Convergence/Divergence of an infinite series

[utleysthrow]

Homework Statement

$$\sum^{\infty}_{n=1} \frac{(-1)^{n}}{\sqrt{n}+(-1)^{n}}$$

Prove whether this series converges or diverges using the following analysis:
Let $$b_{k}$$ be the sum of terms numbered n=2k-1 and n=2k from the given series.
By simplifying $$b_{k}$$, determine if $$\sum^{\infty}_{k=1} b_{k}$$ converges or diverges.

Homework Equations

The Attempt at a Solution

From what I have above, I think:

$$b_{k} = \frac{(-1)^{2k-1}}{\sqrt{2k-1}+(-1)^{2k-1}} + \frac{(-1)^{2k}}{\sqrt{2k}+(-1)^{2k}}$$

which means,

$$\sum^{\infty}_{k=1} b_{k}= \sum^{\infty}_{k=1} \frac{(-1)^{2k-1}}{\sqrt{2k-1}+(-1)^{2k-1}} + \sum^{\infty}_{k=1} \frac{(-1)^{2k}}{\sqrt{2k}+(-1)^{2k}}$$

I'm not sure where to go from here as far as simplifying goes. I tried adding the two fractions but I don't think that helps. Also, I can't use the Alternating series test on the original series because the absolute value of the terms is not monotone and decreasing.

 

[Dick]

If k is an integer, then (-1)^(2k)=1 and (-1)^(2k-1)=(-1). Yes, you can't use the alternating series test. But you can learn something by combining the two terms and looking at the asymptotic form of the limit.

 

[utleysthrow]

If k is an integer, then (-1)^(2k)=1 and (-1)^(2k-1)=(-1). Yes, you can't use the alternating series test. But you can learn something by combining the two terms and looking at the asymptotic form of the limit.

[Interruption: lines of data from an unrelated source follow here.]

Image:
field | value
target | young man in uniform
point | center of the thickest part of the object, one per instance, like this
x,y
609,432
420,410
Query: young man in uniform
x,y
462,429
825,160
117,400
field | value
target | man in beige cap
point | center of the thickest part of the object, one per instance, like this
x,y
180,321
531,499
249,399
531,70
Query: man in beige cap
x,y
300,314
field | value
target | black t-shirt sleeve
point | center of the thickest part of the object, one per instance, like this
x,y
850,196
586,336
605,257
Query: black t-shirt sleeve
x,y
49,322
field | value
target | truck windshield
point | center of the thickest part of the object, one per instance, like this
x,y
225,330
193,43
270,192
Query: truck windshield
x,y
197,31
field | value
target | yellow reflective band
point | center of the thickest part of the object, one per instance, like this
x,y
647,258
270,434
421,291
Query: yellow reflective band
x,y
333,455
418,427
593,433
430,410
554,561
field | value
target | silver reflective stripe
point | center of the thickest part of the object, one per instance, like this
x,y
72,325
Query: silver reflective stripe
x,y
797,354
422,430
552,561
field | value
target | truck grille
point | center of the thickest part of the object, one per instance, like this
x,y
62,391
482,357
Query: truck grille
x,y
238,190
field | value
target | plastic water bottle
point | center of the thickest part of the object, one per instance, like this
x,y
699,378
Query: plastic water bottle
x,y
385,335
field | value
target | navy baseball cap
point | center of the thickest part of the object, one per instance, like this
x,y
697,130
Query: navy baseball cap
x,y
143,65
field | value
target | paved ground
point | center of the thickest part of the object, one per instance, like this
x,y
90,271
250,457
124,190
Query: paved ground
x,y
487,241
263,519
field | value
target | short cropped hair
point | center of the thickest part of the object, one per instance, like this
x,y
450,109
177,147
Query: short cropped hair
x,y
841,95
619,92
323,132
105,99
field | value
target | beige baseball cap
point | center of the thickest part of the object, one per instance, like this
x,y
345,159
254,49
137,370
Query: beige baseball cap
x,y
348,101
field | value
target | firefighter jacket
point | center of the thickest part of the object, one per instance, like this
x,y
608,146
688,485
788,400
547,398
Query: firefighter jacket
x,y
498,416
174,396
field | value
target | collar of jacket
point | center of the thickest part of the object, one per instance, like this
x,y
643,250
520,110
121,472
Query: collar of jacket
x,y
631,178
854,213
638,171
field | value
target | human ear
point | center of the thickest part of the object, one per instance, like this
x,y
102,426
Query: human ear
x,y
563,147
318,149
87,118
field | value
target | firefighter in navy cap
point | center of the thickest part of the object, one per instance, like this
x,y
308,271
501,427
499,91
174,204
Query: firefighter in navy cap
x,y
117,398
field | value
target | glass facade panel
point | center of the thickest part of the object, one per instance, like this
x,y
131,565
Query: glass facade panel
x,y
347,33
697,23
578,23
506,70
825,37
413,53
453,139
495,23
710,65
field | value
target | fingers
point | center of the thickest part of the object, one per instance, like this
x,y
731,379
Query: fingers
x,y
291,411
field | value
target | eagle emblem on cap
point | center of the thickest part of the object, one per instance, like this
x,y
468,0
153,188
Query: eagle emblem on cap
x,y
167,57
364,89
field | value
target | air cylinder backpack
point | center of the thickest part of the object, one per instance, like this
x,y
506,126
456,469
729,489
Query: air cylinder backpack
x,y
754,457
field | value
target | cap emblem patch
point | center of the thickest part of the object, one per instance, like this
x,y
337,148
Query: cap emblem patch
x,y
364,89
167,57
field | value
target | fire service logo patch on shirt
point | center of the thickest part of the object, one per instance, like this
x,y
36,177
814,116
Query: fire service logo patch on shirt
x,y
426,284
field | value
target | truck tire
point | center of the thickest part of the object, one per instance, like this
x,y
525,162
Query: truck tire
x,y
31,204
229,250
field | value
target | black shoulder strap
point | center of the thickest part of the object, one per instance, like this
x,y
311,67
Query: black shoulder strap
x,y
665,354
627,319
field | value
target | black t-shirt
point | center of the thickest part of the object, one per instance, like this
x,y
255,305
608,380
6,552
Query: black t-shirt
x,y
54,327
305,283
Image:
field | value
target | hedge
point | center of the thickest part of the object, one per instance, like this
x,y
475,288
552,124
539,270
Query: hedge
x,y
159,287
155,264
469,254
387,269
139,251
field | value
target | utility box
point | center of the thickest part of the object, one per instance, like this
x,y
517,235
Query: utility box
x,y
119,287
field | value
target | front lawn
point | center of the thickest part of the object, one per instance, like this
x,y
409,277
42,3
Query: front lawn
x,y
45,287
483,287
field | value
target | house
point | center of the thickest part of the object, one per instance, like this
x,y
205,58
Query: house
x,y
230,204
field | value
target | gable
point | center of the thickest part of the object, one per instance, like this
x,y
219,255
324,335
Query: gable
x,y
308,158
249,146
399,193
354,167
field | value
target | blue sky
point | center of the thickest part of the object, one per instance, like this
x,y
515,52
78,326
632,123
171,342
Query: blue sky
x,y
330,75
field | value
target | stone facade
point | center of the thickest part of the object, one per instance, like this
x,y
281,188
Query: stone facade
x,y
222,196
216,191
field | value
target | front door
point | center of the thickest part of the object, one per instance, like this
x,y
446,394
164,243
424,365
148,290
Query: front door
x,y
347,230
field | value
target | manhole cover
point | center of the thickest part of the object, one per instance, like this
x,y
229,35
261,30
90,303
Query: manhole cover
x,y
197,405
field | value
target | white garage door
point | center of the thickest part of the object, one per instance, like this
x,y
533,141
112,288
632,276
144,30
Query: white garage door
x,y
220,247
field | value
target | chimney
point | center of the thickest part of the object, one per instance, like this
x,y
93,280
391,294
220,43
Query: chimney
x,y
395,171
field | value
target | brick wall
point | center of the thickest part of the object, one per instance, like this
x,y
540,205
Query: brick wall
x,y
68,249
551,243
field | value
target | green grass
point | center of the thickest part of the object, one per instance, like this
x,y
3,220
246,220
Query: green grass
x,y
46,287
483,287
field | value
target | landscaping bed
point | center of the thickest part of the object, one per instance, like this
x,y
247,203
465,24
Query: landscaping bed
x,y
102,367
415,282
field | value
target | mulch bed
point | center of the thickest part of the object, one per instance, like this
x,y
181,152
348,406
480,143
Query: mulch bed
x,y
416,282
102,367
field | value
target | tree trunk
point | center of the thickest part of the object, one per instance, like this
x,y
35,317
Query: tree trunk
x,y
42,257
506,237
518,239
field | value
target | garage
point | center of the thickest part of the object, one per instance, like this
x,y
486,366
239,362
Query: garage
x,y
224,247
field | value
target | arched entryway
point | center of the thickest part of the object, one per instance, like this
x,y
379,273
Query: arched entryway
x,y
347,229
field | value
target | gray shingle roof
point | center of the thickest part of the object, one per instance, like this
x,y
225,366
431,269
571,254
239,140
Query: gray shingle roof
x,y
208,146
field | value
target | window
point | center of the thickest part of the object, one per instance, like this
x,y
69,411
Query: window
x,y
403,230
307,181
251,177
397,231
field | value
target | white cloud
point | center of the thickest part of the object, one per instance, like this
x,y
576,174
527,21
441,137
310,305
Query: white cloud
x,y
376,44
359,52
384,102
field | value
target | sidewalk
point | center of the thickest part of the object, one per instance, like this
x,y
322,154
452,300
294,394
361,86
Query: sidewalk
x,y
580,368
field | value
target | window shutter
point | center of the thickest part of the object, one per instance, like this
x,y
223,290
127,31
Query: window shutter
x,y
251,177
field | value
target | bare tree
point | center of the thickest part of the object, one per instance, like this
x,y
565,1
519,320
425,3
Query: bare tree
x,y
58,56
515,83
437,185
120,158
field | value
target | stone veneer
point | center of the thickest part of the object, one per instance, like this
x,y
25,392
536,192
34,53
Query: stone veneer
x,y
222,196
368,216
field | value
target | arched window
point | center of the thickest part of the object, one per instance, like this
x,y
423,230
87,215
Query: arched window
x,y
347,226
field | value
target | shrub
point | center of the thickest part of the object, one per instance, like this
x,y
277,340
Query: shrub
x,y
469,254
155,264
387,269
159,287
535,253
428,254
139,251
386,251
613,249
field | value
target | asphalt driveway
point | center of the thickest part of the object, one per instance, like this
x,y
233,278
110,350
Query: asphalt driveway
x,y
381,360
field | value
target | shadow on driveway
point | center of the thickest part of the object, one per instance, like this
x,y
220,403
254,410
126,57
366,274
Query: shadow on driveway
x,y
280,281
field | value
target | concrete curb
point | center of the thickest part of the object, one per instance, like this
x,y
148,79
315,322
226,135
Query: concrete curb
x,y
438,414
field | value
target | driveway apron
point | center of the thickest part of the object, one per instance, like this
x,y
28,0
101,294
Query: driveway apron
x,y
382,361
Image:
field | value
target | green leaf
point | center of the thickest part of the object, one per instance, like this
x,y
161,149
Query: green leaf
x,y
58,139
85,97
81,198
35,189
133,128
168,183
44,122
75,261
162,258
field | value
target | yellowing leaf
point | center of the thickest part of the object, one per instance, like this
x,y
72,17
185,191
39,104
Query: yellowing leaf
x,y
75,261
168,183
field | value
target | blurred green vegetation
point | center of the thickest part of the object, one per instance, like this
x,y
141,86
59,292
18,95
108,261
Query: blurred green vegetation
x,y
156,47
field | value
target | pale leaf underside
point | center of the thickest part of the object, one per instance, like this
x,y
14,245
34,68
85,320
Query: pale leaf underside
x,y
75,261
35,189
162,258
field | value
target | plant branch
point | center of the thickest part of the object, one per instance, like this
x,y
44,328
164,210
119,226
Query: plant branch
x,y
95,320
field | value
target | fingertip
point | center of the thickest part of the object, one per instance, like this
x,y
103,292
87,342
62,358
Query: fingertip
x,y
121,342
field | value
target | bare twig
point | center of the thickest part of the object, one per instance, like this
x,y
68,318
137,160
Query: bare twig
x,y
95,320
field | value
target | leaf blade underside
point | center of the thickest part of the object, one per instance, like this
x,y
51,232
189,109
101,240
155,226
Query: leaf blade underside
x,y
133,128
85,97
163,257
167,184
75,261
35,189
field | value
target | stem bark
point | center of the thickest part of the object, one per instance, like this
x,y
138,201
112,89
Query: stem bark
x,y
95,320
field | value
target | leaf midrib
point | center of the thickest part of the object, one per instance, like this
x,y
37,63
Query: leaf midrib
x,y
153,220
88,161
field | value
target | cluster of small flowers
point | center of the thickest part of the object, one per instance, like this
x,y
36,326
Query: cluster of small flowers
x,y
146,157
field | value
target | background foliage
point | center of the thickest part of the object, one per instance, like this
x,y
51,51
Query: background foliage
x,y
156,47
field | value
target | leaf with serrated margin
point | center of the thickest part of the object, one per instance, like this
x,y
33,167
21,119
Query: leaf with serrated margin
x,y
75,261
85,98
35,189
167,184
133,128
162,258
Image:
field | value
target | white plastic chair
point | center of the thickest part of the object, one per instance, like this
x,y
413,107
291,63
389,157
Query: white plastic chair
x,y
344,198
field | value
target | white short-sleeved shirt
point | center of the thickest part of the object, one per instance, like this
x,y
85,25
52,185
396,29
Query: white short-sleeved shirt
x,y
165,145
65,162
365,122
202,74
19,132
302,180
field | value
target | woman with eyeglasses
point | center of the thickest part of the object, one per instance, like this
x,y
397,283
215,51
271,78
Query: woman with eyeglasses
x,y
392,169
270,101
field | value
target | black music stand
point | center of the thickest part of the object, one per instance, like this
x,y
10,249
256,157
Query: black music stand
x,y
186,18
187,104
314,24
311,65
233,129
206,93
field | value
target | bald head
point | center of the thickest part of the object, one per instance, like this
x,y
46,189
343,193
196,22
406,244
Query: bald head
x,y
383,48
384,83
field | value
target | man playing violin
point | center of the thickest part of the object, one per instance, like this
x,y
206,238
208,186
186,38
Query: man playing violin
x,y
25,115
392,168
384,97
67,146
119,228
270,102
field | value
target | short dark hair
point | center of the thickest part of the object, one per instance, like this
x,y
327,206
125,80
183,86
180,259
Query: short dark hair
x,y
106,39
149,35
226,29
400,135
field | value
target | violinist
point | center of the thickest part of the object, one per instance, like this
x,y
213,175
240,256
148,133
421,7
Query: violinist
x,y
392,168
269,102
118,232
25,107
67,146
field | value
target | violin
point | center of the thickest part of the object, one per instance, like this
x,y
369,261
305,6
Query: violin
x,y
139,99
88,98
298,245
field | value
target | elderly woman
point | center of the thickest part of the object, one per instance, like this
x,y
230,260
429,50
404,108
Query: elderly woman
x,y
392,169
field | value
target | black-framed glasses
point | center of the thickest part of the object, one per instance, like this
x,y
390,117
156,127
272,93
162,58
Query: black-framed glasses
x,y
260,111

Would you mind clarifying what you said about the asymptotic form? I already tried adding the two terms but it looks a bit messy, and I'm lost as to what I should be looking for next.

$$\sum b_{k} = \sum \frac{-1}{\sqrt{2k-1}-1} + \sum \frac{1}{\sqrt{2k}+1} = \sum \frac{\sqrt{2k-1}-\sqrt{2k}-2}{\sqrt{4k^{2}-2k}+\sqrt{2k-1}-\sqrt{2k}-1}$$

Thank you.

 

[Dick]

Can you show lim k->infinity sqrt(2k-1)-sqrt(2k)=0? If you ignore those terms then I would say that what's left behaves like -1/k for large k. That's what I meant by asymptotic form. That suggests that the way to prove it is to show |b_k|>C/k for some C for large k. Can you do that?